The much-delayed 2011 Department of Defense (DOD) report on Chinese military and security developments highlights the growing Chinese emphasis on cyber security and cyberwarfare. As the report notes, “PRC military writings highlight the seizure of electromagnetic dominance in the early phases of a campaign.”
Coinciding with the release of the DOD report, media coverage has emerged of a China Central Television (CCTV) video clip of Chinese cyber activities aimed at dissident organizations. The clip, shown on CCTV-7, the official military channel of the state-run CCTV network, included screenshots of a computer program intended to allow a distributed denial of service (DDOS) attack against a religious dissident group (Falun Gong). A DDOS attack often takes down an organization’s website, and such attacks have been used against Estonia and Georgia in recent tensions. The clip would seem to confirm that Chinese government entities are testing the means to seize electromagnetic dominance.
Strikingly, the six-second video clip indicates that the program can also mask itself by substituting a different electronic address, so that the attack, if traced, would be ascribed to third parties (in this case, reportedly the University of Alabama at Birmingham).

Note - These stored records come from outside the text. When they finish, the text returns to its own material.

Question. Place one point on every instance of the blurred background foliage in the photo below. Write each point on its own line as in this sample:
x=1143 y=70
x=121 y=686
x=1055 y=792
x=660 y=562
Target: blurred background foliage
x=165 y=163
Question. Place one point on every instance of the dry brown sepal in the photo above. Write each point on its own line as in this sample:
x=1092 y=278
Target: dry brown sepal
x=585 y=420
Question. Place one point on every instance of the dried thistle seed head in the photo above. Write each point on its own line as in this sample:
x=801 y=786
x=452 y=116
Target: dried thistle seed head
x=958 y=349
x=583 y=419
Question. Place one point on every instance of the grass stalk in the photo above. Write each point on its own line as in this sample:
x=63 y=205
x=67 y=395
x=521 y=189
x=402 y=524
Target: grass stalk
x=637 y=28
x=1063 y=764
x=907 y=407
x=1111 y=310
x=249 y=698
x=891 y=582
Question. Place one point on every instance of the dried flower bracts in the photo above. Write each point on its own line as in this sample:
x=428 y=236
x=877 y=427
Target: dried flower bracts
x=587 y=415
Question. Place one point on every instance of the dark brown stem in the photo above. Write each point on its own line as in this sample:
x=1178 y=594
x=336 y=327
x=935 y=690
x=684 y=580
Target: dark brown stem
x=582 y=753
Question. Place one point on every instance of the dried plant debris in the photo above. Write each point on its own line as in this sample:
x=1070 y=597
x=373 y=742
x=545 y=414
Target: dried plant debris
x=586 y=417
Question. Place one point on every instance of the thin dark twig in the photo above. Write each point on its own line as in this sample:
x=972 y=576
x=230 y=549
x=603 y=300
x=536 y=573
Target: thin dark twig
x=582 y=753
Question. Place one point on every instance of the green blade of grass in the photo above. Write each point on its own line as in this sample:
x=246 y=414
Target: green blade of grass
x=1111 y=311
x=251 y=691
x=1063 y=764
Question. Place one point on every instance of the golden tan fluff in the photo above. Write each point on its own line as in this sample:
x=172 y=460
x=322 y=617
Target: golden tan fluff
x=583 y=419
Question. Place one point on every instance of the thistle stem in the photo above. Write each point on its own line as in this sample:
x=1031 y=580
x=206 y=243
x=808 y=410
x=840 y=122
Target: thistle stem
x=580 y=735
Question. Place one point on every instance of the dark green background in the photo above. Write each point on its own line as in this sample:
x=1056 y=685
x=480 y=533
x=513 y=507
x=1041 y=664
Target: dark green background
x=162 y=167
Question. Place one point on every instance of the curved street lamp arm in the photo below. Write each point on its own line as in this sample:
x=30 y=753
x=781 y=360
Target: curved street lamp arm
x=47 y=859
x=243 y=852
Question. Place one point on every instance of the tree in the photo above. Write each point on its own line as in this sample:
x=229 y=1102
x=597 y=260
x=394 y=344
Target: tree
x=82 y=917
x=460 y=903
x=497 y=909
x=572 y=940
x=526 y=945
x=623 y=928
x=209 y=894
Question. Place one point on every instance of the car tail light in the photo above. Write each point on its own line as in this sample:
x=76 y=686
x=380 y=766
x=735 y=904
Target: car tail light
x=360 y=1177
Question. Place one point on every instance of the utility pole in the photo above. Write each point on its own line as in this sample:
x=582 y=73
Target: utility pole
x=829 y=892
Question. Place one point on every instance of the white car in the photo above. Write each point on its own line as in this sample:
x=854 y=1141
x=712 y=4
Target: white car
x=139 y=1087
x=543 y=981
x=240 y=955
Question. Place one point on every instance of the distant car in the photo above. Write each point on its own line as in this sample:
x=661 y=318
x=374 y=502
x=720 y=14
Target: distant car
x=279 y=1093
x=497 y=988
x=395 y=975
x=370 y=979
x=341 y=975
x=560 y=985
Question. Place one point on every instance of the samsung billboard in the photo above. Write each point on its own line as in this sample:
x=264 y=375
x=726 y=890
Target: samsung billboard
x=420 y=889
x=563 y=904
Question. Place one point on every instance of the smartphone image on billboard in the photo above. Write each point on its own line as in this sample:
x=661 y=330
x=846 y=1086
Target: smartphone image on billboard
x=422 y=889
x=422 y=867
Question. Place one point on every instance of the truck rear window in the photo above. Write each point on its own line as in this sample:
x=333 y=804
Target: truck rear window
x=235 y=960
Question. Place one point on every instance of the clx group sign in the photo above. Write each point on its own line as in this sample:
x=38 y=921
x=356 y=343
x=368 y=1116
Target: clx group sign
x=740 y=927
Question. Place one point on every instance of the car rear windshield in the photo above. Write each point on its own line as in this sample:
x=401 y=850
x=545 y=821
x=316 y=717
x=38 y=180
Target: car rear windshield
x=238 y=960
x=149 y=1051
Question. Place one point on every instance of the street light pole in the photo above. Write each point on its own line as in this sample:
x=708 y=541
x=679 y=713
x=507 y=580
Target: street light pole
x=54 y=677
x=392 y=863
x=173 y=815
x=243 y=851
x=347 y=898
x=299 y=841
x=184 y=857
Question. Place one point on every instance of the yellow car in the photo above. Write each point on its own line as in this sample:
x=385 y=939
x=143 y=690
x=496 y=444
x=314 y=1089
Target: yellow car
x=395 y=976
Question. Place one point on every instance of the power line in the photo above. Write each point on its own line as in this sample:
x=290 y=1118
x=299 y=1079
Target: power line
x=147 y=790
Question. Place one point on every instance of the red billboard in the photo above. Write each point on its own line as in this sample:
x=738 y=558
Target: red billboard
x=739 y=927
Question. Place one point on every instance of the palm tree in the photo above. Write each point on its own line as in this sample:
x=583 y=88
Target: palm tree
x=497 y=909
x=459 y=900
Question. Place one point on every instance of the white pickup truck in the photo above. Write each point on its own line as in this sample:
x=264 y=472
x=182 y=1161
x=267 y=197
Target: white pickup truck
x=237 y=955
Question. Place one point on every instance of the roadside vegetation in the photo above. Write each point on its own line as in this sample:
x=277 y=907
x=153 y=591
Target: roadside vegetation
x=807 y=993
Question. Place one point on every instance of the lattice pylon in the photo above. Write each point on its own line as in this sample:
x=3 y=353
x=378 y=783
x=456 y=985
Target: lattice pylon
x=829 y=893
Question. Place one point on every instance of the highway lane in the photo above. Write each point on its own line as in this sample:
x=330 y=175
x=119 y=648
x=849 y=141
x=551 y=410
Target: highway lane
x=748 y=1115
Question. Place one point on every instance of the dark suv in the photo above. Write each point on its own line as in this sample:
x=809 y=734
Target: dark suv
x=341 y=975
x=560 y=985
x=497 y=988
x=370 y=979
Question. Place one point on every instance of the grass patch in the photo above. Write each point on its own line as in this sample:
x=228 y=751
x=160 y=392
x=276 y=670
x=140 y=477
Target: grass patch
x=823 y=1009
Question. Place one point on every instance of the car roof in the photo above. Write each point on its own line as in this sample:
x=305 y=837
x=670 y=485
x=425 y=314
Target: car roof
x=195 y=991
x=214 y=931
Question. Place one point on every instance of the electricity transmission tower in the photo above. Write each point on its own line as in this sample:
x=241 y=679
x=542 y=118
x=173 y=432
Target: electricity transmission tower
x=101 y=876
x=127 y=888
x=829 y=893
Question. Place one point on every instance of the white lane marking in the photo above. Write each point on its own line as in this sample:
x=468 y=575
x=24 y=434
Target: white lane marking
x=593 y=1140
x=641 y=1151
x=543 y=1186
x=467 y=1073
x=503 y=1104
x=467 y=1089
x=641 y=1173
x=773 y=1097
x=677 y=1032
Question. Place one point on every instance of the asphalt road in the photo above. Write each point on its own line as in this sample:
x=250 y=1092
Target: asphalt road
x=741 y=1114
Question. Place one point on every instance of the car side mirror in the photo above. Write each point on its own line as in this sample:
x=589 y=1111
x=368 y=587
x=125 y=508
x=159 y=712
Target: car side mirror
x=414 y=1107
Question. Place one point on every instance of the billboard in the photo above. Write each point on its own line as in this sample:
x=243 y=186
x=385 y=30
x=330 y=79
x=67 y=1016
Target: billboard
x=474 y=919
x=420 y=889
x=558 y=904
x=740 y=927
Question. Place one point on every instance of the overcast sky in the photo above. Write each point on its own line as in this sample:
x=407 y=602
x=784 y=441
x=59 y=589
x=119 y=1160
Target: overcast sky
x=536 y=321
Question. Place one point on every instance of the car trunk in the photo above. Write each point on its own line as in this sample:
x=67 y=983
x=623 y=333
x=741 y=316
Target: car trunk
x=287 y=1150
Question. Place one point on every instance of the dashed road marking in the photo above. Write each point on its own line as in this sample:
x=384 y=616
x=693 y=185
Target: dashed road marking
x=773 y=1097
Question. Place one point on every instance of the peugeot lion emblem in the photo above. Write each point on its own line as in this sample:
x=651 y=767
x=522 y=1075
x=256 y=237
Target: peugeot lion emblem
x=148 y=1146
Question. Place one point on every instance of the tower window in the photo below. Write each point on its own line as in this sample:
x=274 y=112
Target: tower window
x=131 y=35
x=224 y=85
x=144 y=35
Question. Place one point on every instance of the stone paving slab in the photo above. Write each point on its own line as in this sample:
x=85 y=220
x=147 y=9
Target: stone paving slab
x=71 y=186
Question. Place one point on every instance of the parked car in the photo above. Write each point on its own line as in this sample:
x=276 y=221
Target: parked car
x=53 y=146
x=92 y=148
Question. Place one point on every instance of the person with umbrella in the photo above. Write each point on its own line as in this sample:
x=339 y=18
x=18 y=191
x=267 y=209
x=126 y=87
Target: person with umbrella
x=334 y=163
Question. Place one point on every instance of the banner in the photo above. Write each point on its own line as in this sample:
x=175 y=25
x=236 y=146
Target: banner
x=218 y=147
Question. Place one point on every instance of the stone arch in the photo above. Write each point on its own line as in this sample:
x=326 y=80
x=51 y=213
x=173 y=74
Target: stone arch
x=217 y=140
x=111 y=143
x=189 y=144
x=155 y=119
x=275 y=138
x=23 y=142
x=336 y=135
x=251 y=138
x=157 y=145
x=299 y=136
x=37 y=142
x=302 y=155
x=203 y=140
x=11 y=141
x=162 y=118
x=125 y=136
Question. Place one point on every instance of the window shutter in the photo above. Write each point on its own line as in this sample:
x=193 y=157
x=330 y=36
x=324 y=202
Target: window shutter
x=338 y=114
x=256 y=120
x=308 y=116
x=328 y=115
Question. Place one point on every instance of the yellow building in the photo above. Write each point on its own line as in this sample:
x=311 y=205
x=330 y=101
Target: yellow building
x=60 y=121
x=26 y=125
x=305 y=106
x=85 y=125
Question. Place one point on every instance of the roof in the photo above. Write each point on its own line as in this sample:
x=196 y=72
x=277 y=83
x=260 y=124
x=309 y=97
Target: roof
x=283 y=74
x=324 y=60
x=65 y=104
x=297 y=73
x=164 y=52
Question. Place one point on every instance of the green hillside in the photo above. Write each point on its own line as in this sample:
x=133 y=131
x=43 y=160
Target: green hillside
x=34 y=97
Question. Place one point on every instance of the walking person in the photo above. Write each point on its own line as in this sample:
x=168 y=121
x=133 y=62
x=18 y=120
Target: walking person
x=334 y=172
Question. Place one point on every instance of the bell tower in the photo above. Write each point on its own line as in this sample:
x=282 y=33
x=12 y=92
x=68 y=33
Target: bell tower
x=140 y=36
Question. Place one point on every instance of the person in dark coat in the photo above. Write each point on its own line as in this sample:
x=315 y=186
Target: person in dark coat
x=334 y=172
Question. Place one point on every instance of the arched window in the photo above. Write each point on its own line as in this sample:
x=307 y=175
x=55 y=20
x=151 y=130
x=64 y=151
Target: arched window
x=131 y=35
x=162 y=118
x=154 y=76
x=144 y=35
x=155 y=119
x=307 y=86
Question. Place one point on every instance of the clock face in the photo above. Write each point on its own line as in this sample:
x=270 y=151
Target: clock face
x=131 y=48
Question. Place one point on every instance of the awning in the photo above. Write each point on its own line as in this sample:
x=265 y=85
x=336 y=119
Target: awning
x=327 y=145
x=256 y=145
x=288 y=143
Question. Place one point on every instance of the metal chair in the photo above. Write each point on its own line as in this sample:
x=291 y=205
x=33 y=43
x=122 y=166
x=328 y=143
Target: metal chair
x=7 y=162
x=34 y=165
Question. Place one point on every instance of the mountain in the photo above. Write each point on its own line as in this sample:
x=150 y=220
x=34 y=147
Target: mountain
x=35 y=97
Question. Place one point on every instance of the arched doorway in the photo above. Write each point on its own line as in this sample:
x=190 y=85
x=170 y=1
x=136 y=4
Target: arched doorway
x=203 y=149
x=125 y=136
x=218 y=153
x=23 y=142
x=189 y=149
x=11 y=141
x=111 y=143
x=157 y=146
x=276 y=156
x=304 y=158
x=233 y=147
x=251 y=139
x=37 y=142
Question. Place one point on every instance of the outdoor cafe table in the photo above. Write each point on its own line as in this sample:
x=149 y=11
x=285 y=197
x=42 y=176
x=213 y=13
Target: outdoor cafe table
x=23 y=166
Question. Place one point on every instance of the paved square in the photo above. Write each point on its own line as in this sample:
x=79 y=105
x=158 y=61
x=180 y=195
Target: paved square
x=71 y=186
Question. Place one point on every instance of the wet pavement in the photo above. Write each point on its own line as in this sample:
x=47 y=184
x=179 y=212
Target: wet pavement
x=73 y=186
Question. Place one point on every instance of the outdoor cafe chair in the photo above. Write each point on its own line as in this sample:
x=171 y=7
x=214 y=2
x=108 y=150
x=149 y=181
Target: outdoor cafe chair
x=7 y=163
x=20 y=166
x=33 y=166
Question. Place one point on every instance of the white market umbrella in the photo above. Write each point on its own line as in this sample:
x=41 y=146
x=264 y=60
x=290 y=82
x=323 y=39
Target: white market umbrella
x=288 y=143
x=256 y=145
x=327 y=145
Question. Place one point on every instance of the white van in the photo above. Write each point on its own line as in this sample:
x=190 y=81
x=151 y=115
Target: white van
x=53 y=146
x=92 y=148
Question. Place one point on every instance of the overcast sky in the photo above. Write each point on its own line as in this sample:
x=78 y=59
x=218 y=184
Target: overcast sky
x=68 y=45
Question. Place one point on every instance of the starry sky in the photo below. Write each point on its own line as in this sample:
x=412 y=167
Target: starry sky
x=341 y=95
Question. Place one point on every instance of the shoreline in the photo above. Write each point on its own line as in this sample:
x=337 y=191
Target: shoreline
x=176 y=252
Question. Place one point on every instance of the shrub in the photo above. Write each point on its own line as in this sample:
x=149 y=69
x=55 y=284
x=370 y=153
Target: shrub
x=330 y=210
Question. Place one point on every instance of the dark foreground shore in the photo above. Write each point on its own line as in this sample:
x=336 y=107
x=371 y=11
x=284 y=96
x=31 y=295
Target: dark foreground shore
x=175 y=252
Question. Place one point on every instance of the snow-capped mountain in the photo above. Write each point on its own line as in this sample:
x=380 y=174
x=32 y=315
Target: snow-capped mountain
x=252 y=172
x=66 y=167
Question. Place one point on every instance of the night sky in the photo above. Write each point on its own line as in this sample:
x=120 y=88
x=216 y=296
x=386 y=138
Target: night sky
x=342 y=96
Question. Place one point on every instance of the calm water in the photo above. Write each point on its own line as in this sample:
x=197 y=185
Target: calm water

While the specific clip is undated and may be several years old, the program itself would seem to belie the Chinese claim that Beijing has no hand in the various cyber intrusions and activities that are regularly traced to Chinese Internet addresses. It also suggests that attacks traced to third parties may actually originate in China.
The program shown on the Chinese video underscores the problem with the Obama Administration’s assumption that the solution to growing U.S.–Chinese security tension is greater dialogue. The 2011 DOD report asserts that “the fundamental purpose for two countries to conduct military-to-military relations is to gain a better understanding of how each side thinks about the role and use of military power in achieving political and strategic objectives.” This assumes that the Chinese side wants what the U.S. side wants, “contacts at all levels that can help reduce miscommunication, misunderstanding, and the risks of miscalculation.” In short, it hopes that the Chinese are as eager as President Obama to extend an “open hand.”
But the creation of programs designed to mask IP addresses and mislead cyber-forensic specialists about the origin of DDOS attacks and other cyber activities is not a means of reducing miscommunications and misunderstanding, much less facilitating “common approaches to challenges… [and building] more productive working relationships.” Rather, it suggests a policy of seeking military advantage—something that the DOD report recognizes, but the Administration apparently does not.